Siamo tutti un po’ Andrea.

Appena chiuso il volume, infatti, ho alzato la testa e guardato fuori dalla finestra. La prima cosa che ho visto è stata una gru che svettava nel cielo autunnale della mia finestra di “periferia”.

Sembrava di essere ancora dentro la storia appena letta, ma anche immediatamente altrove …

Il panorama che mi si è aperto davanti, d’altronde, altro non è se non il paesaggio – ormai canonico – delle nostre città. Gru, cantieri, demolizioni, costruzioni (le traduzioni materiali della parola “riqualificazione” oggi tanto di moda) compongono la visuale su cui quotidianamente posiamo lo sguardo, tanto in periferia quanto nel centro delle metropoli, tanto a Roma quanto a Bologna… ma anche in molti (troppi) altri luoghi.

Mi soffermo molto sull’ambiente in cui la vicenda si svolge, perché nel libro il paesaggio ha un ruolo fondamentale. Scomodando, in maniera un po’ scomposta, l’ecologia sappiamo che il paesaggio non è definito solamente da una componente, bensì dalle relazioni tra tutte le sue parti. È un complesso intreccio tra fattori sia biotici – come uomo, animali e piante – che abiotici in relazioni tra loro. La scienza appena citata ci parla quindi di un’ambiente dinamico e mutevole che si modifica costantemente attorno a noi. La miriade di cantieri che ci circondano sembra confermarlo.

Ma cosa succede se, come ci fa notare Andrea, in realtà nulla cambia davvero?

Cosa succede se vengono meno le relazioni tra le componenti che formano il nostro vissuto?

Il fumetto, in fin dei conti, è una storia di immobilismo sostanziale in cui versano tanto le città quanto le vite di chi le abita, ormai tutte isolate in se stesse.

«Dopo quanto può diventare opprimente una routine?» è la domanda che ci accompagna per tutto il libro e a cui sembra non esserci una risposta chiara.

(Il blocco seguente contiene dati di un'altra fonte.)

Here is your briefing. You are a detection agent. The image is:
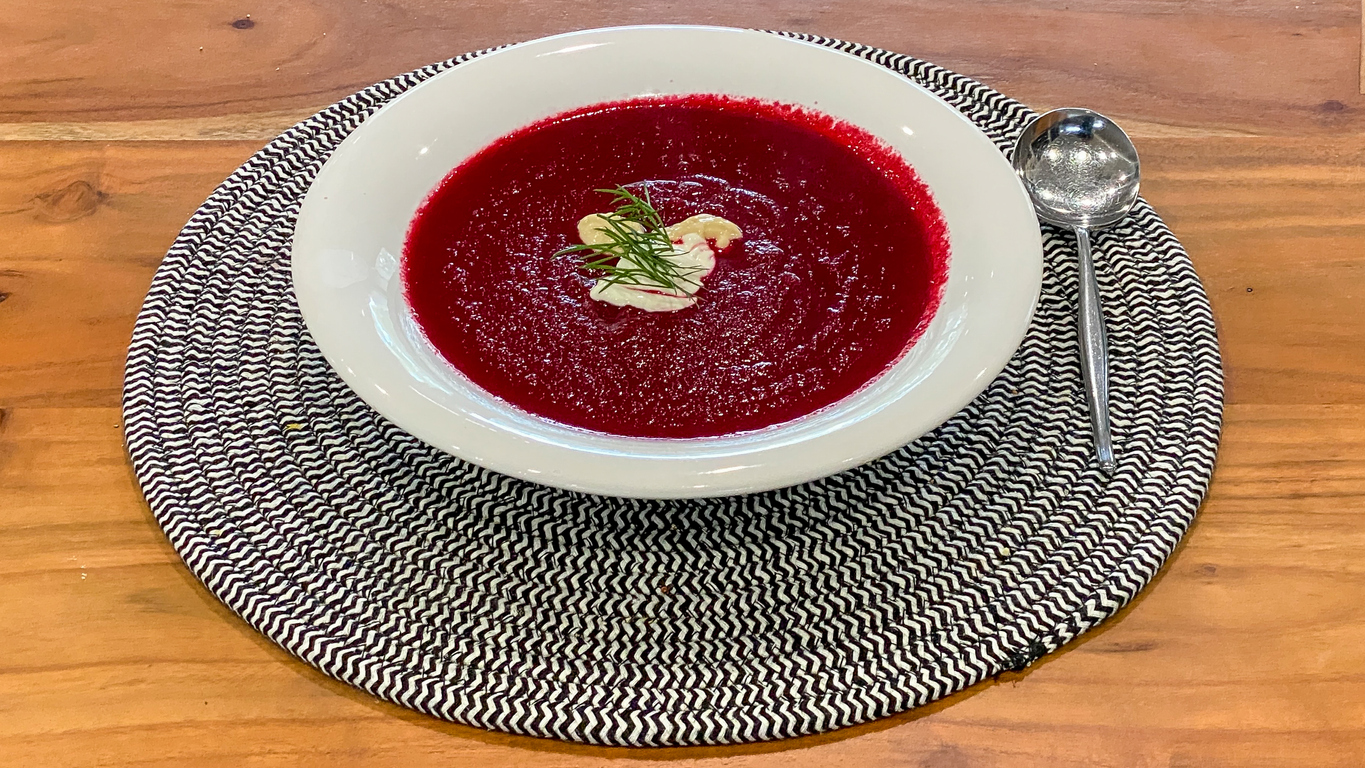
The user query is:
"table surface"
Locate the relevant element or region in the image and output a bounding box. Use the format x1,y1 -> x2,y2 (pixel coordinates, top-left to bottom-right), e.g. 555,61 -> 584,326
0,0 -> 1365,768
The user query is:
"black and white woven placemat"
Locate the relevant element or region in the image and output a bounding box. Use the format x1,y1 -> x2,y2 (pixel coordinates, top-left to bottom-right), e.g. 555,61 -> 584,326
124,37 -> 1222,745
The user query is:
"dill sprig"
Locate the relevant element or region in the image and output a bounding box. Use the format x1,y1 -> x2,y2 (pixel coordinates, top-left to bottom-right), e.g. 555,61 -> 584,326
554,186 -> 704,295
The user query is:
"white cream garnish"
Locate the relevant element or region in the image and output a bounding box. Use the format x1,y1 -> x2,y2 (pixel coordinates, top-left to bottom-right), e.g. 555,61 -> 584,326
579,213 -> 744,312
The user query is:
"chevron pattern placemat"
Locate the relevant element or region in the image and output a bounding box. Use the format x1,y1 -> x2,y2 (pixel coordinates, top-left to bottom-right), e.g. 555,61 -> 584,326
124,37 -> 1222,746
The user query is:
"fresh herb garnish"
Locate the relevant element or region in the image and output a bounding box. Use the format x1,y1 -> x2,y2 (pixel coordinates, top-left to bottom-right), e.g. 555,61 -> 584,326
554,186 -> 704,295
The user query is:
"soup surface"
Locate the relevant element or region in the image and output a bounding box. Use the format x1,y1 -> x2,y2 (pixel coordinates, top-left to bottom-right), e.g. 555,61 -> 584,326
403,95 -> 949,438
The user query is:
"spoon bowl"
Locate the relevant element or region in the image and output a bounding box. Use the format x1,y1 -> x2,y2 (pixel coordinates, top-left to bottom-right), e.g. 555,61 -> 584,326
1014,108 -> 1138,229
1014,108 -> 1138,475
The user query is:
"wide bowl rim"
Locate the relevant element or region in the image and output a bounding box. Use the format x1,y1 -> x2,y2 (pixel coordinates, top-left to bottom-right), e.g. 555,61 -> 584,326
292,25 -> 1043,498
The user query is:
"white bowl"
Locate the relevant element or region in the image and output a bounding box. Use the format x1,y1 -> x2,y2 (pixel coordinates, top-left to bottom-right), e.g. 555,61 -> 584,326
293,26 -> 1043,498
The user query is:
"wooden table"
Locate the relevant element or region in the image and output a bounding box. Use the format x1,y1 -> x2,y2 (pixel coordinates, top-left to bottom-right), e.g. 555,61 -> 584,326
0,0 -> 1365,768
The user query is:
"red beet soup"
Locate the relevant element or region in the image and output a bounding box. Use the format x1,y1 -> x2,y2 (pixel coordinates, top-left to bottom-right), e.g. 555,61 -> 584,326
403,95 -> 949,438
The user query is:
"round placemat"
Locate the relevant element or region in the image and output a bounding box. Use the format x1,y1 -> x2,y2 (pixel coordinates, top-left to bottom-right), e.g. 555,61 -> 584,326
124,35 -> 1222,746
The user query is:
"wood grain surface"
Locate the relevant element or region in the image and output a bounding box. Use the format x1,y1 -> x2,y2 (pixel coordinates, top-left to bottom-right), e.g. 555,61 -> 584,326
0,0 -> 1365,768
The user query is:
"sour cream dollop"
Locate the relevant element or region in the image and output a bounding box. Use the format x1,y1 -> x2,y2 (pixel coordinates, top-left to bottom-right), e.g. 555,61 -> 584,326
579,213 -> 744,312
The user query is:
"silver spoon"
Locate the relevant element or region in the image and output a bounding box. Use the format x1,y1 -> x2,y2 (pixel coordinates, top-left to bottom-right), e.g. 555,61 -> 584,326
1014,108 -> 1138,475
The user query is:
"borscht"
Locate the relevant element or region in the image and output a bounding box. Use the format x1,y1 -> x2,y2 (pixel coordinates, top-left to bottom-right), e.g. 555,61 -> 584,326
403,94 -> 949,438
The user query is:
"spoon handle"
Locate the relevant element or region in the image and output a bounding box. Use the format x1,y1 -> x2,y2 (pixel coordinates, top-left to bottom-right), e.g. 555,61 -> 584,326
1076,226 -> 1114,475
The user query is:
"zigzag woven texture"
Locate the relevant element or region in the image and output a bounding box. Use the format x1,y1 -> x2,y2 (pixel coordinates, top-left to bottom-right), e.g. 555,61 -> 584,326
124,37 -> 1222,746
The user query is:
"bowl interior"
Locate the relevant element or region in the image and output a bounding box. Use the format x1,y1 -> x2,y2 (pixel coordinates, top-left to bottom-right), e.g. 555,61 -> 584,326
293,27 -> 1041,498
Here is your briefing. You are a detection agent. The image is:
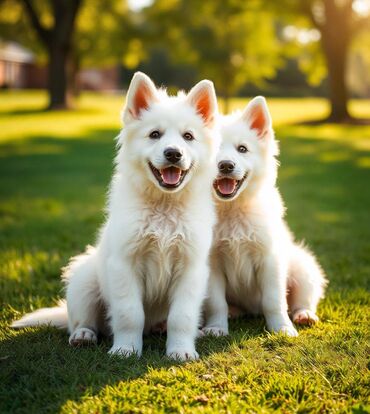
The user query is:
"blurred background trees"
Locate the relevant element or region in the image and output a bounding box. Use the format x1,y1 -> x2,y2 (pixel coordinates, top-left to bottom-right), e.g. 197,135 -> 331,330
0,0 -> 370,122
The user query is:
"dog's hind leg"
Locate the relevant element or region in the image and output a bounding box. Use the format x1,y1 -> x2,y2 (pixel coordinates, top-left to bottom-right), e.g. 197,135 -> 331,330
288,245 -> 327,325
63,248 -> 101,346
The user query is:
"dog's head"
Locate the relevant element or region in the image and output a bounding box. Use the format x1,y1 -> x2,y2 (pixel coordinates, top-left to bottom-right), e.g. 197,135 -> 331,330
213,96 -> 278,201
119,72 -> 217,193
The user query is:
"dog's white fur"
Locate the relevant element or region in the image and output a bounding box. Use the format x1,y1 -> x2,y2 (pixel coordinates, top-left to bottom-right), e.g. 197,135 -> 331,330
204,97 -> 326,336
13,73 -> 219,360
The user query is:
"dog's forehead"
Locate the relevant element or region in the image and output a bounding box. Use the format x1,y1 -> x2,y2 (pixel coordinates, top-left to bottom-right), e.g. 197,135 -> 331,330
142,97 -> 204,129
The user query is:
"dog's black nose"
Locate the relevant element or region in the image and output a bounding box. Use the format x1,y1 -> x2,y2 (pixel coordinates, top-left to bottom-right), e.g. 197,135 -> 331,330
164,148 -> 182,164
218,161 -> 235,174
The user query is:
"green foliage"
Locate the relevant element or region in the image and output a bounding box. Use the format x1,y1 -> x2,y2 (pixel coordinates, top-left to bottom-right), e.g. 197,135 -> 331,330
0,0 -> 136,67
146,0 -> 281,106
0,92 -> 370,414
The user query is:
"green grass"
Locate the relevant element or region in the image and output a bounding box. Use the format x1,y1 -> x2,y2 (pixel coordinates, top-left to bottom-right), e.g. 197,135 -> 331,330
0,92 -> 370,413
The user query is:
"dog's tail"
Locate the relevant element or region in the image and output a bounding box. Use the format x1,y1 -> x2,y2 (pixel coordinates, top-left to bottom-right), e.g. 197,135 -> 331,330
11,301 -> 68,329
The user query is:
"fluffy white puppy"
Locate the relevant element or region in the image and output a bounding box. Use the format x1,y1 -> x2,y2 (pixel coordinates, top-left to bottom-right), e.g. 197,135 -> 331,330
13,73 -> 219,360
204,97 -> 326,336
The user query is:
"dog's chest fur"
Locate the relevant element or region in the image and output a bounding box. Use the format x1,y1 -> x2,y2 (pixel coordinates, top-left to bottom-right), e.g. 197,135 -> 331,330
212,202 -> 268,311
131,202 -> 190,305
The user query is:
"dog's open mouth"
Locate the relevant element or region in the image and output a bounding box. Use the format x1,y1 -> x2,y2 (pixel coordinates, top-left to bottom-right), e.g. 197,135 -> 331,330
213,173 -> 248,198
149,163 -> 189,189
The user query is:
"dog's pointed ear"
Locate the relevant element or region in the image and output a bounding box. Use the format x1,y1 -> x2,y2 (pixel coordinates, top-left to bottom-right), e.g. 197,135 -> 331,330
187,80 -> 218,126
242,96 -> 272,138
123,72 -> 157,123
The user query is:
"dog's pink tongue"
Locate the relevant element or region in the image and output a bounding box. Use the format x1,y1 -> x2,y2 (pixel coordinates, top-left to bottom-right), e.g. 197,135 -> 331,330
217,178 -> 236,195
161,167 -> 181,185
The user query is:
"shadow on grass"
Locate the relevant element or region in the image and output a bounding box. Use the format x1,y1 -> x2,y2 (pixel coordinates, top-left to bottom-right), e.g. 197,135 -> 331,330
0,318 -> 263,413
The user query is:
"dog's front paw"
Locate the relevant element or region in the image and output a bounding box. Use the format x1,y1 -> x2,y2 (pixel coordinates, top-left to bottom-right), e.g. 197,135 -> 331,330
69,328 -> 98,346
202,326 -> 229,336
293,309 -> 319,325
108,345 -> 141,358
273,325 -> 298,337
167,348 -> 199,361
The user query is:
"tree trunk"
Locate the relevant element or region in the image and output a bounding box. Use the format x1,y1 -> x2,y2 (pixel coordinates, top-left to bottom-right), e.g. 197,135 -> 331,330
23,0 -> 82,109
326,46 -> 350,122
48,44 -> 71,109
320,0 -> 352,122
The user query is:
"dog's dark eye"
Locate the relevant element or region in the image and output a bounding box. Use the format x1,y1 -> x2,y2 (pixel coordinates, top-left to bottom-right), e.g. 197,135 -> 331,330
149,129 -> 162,139
182,132 -> 194,141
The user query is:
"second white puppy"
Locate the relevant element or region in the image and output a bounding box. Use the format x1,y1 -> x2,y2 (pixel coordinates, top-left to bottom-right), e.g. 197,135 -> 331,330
204,97 -> 326,336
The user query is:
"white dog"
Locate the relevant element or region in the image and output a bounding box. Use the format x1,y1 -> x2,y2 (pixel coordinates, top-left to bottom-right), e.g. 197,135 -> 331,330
204,97 -> 326,336
13,73 -> 219,360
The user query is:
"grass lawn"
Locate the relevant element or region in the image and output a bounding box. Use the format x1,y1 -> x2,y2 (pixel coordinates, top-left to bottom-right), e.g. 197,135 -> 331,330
0,92 -> 370,414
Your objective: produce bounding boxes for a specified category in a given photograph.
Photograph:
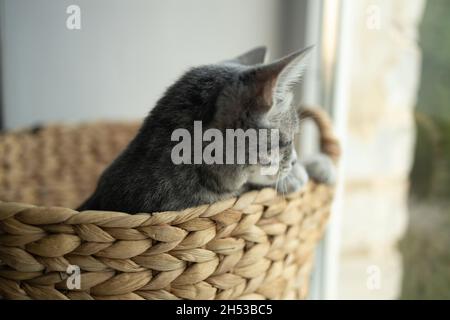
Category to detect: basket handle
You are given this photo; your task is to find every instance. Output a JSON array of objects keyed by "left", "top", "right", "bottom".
[{"left": 299, "top": 107, "right": 341, "bottom": 162}]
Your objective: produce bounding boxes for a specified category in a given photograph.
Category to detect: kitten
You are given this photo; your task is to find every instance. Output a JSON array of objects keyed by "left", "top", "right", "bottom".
[{"left": 78, "top": 47, "right": 334, "bottom": 213}]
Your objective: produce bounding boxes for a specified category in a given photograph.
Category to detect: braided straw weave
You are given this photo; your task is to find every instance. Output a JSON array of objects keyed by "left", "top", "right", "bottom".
[{"left": 0, "top": 110, "right": 339, "bottom": 299}]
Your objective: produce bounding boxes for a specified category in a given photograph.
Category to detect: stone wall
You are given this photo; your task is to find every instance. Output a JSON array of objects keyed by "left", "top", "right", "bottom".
[{"left": 338, "top": 0, "right": 425, "bottom": 299}]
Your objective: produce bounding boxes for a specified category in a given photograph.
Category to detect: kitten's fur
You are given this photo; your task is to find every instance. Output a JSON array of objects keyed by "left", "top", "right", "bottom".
[{"left": 78, "top": 47, "right": 333, "bottom": 213}]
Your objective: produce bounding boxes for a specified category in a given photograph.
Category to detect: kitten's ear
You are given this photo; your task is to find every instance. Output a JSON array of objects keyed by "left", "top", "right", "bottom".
[
  {"left": 223, "top": 46, "right": 267, "bottom": 66},
  {"left": 245, "top": 47, "right": 313, "bottom": 108}
]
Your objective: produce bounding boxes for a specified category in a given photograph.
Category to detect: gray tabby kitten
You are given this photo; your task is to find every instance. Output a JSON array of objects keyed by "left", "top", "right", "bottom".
[{"left": 78, "top": 47, "right": 334, "bottom": 213}]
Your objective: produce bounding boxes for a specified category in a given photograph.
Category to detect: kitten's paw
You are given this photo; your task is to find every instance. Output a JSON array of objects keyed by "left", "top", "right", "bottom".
[
  {"left": 277, "top": 163, "right": 309, "bottom": 194},
  {"left": 304, "top": 154, "right": 336, "bottom": 185}
]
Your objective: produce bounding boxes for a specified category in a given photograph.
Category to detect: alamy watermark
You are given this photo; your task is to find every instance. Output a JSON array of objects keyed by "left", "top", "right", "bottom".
[
  {"left": 171, "top": 121, "right": 280, "bottom": 175},
  {"left": 66, "top": 4, "right": 81, "bottom": 30},
  {"left": 66, "top": 264, "right": 81, "bottom": 290}
]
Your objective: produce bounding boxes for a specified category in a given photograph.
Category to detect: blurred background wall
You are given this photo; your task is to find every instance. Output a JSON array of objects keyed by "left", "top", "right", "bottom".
[
  {"left": 0, "top": 0, "right": 307, "bottom": 128},
  {"left": 338, "top": 0, "right": 425, "bottom": 299}
]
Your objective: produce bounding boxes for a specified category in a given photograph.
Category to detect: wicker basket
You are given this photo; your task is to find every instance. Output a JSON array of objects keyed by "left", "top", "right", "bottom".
[{"left": 0, "top": 109, "right": 339, "bottom": 299}]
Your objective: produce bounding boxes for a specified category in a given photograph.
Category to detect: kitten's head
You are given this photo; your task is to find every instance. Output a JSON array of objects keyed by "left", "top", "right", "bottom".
[{"left": 163, "top": 47, "right": 311, "bottom": 184}]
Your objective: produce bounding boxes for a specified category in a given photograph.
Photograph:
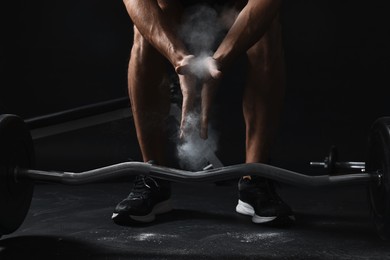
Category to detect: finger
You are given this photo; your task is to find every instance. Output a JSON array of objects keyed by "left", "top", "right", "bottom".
[
  {"left": 179, "top": 75, "right": 196, "bottom": 139},
  {"left": 175, "top": 55, "right": 195, "bottom": 75},
  {"left": 200, "top": 80, "right": 218, "bottom": 139},
  {"left": 207, "top": 57, "right": 222, "bottom": 79}
]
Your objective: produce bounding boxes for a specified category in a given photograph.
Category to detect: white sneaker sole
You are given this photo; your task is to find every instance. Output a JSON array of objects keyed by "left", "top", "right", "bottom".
[
  {"left": 236, "top": 200, "right": 276, "bottom": 224},
  {"left": 111, "top": 200, "right": 173, "bottom": 223}
]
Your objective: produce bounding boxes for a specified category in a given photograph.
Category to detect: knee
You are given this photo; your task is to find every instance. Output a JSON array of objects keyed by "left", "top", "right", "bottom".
[{"left": 131, "top": 26, "right": 150, "bottom": 57}]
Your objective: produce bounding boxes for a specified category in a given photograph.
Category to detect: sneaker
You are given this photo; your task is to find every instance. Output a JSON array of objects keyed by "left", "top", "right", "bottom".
[
  {"left": 111, "top": 175, "right": 172, "bottom": 224},
  {"left": 236, "top": 176, "right": 295, "bottom": 223}
]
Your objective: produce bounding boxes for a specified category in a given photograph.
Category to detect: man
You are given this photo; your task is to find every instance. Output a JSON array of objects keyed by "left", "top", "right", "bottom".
[{"left": 112, "top": 0, "right": 292, "bottom": 223}]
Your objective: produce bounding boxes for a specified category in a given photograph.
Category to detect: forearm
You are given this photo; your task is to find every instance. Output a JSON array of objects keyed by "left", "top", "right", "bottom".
[
  {"left": 213, "top": 0, "right": 281, "bottom": 69},
  {"left": 123, "top": 0, "right": 188, "bottom": 67}
]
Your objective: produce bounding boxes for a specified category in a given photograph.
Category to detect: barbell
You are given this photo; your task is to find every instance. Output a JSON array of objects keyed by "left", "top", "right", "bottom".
[{"left": 0, "top": 114, "right": 390, "bottom": 239}]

Anche i toni sporchi e cupi del disegno di Luca Genovese, con l’uso di linee non chiuse e un’ibridazione tra testo e disegno che ricorda molto il Pentothal di Pazienza, carica questo senso d’angoscia

Nel libro, oltre ad Andrea compaiono altri personaggi, ma le interazioni tra questi sono minime ed effimere. Svolgono il ruolo di comparse. La solitudine di tutti i soggetti che si muovono nel fumetto sembra mostrare come ormai siamo stati sopraffatti da un ineluttabile destino di sconfitta. Persino di fronte a un cambiamento drastico come la chiusura dell’attività di famiglia sembra non esser possibile opporre alcuna forma di resistenza.

Che fare quindi?

La risposta sembra darcela inconsciamente Andrea in un momento di sconforto quando dice « […] ora nelle nostre vite la vera lotta è restare normali … riuscire a non impazzire, reggere l’urto con un mondo non solo più stratificato, ma molto più depressivo».

Ed è questa la chiave.

Poiché «il mondo non ascolta chi chiede di rallentare, fermarsi, scendere […]» e «in questa società […] la spinta è solo in avanti, la misura è l’avanzamento a ogni costo». Una soluzione è ricreare delle reti tra di noi, aiutandoci l’un l’altro…

Detto in altre parole tornare a incontrarci e stare assieme. Anche solo per il tempo di un caffè… magari al bancone del bar di Andrea.